BRYAN ROSTRON: Secrecy Bill is more of a ‘Spook’s Charter’

The following article was published online by the BusinessDay

THE “public interest” is a term that has been much in the news lately, first with Rupert Murdoch’s News of the World bugging scandal, then closer to home with the contentious Protection of Information Bill.

THE “public interest” is a term that has been much in the news lately, first with Rupert Murdoch’s News of the World bugging scandal, then closer to home with the contentious Protection of Information Bill. In its race to finalise this law, the African National Congress (ANC) has fluctuated wildly, one day breathing fire, the next retreating in the face of opposition.The ruling party is still stalling, however, on the crucial aspect of a “public interest” defence for publishing classified information. This ill-conceived legislation has been dubbed the Secrecy Bill, but as it stands it might more accurately be called a Spook’s Charter.

Former intelligence minister Ronnie Kasrils has pointed out there is no mention of intelligence agents who manufacture and spread false information. “Given the scandalous abuse of state resources for political purposes in recent years,” he wrote, “this is an astonishing omission.”

The fact is that many internal ANC battles have revolved around claims of “ç”. In 2001, Cyril Ramaphosa, Mathews Phosa and Tokyo Sexwale were named as conspirators in an imaginary “plot” based on farcical intelligence reports. One of the main reasons for Thabo Mbeki ’s fall from the presidency is that he was believed to have manipulated state agencies in his power struggles with rivals. This underhand battle of the spooks continues. Last April, Sexwale was again fingered as “plotting” in a ham- fisted report by the head of crime intelligence, who was shortly afterwards arrested on a murder charge.

The current head of the secret services, Mo Shaik, made a fool of himself when he and former transport minister Mac Maharaj claimed that Bulelani Ngcuka, then head of the National Prosecuting Authority, had been an apartheid spy. Ngcuka, of course, had stated there was prima facie evidence of corruption on the part of (then deputy president) Jacob Zuma . Shaik and Maharaj even made public what Ngcuka’s spy designation is alleged to have been: RS452. This was later revealed to have been the code for a white, female informer. Nevertheless, like Mo Shaik, Maharaj was brought in from the cold by Zuma, being named as his spokesman last month.

As the Protection of Information Bill stands, if a newspaper were to obtain documents which exposed a similar farrago of defamation and errors, the ANC insists that even possession, let alone publication, of such documents would be a crime. The documents must simply be handed back to the authorities. The minister or security chief, who may themselves have been involved in such illegal and undemocratic shenanigans, would thus be in a position to keep the whole mess secret.

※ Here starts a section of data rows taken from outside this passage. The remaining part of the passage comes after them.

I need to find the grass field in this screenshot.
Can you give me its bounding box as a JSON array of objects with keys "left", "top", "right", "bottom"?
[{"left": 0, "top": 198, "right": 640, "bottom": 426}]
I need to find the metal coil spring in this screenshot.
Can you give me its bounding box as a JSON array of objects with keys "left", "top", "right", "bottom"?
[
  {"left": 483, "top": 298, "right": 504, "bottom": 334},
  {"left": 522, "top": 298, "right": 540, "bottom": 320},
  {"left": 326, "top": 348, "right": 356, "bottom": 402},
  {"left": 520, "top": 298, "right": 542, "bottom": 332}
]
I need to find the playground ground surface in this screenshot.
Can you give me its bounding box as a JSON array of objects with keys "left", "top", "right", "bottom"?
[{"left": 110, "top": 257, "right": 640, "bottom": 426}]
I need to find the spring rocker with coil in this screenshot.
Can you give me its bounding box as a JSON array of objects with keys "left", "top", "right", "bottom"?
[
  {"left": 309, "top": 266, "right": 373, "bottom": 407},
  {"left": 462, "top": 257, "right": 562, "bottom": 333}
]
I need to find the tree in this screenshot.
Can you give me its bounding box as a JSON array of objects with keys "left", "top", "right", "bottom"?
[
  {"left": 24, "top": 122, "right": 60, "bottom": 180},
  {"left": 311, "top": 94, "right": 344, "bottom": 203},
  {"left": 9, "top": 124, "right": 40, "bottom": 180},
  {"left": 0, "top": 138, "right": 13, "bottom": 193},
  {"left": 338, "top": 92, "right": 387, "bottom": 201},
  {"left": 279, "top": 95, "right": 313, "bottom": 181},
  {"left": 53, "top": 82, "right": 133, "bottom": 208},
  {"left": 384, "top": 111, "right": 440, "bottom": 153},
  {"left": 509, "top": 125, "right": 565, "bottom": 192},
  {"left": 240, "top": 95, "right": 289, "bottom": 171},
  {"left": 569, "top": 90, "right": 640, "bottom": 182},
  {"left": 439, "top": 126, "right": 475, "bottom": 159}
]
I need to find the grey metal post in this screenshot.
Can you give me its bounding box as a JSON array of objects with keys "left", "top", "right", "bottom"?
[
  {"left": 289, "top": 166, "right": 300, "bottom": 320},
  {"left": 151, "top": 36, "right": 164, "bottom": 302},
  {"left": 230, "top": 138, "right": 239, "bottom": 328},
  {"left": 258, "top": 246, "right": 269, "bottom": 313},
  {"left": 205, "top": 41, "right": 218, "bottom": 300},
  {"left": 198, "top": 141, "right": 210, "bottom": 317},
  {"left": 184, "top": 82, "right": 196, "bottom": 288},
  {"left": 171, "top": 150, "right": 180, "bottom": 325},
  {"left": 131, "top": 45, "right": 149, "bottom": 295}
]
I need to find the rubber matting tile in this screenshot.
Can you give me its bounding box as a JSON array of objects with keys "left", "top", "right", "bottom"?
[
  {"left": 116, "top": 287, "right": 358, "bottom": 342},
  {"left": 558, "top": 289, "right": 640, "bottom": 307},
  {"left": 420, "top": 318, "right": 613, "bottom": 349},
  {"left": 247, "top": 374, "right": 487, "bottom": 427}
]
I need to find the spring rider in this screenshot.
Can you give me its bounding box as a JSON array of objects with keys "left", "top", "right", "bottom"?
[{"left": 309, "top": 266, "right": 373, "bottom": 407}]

There is clearly a double standard here. In 2009, Zuma only escaped facing fraud and corruption charges because of illegally leaked National Intelligence Agency tapes.

No one in the so-called intelligence community has ever been charged with leaking the tapes — even though it led to dramatic “regime change” in the country. Yet any journalist who received leaked information that revealed such criminal activity, and the subsequent cover-up, would be tried and imprisoned.

It is not always easy to pin down “the public interest”. Murdoch’s tabloid editors tend to define that as anything the public is interested in: say, a supermodel suffering from bulimia. How do they know the public is interested in this? Because such tittle-tattle sells millions of copies of their newspapers.

That is clearly different from a definition of “public interest”, which might include information about the actual running of the government and vital matters that shape our democracy.

These distinctions need to be argued over and specific definitions agreed on. Equally important, and currently far more pressing for SA, exactly the same standard of rigour should apply to any legislation that could be exploited to gag the press. The repeated abuse of intelligence reports proves that what may be in the factional interests of power-mongers is not at all in the public interest.

In the light of this, and the fact that the ANC faces no significant electoral challenge for the foreseeable future, it can seriously be suggested that political battles to decide who will lead SA may continue to be decided not by the ballot but by illicit bugging and selective intelligence leaks.

That is not remotely in the public interest and its exposure must be protected by law.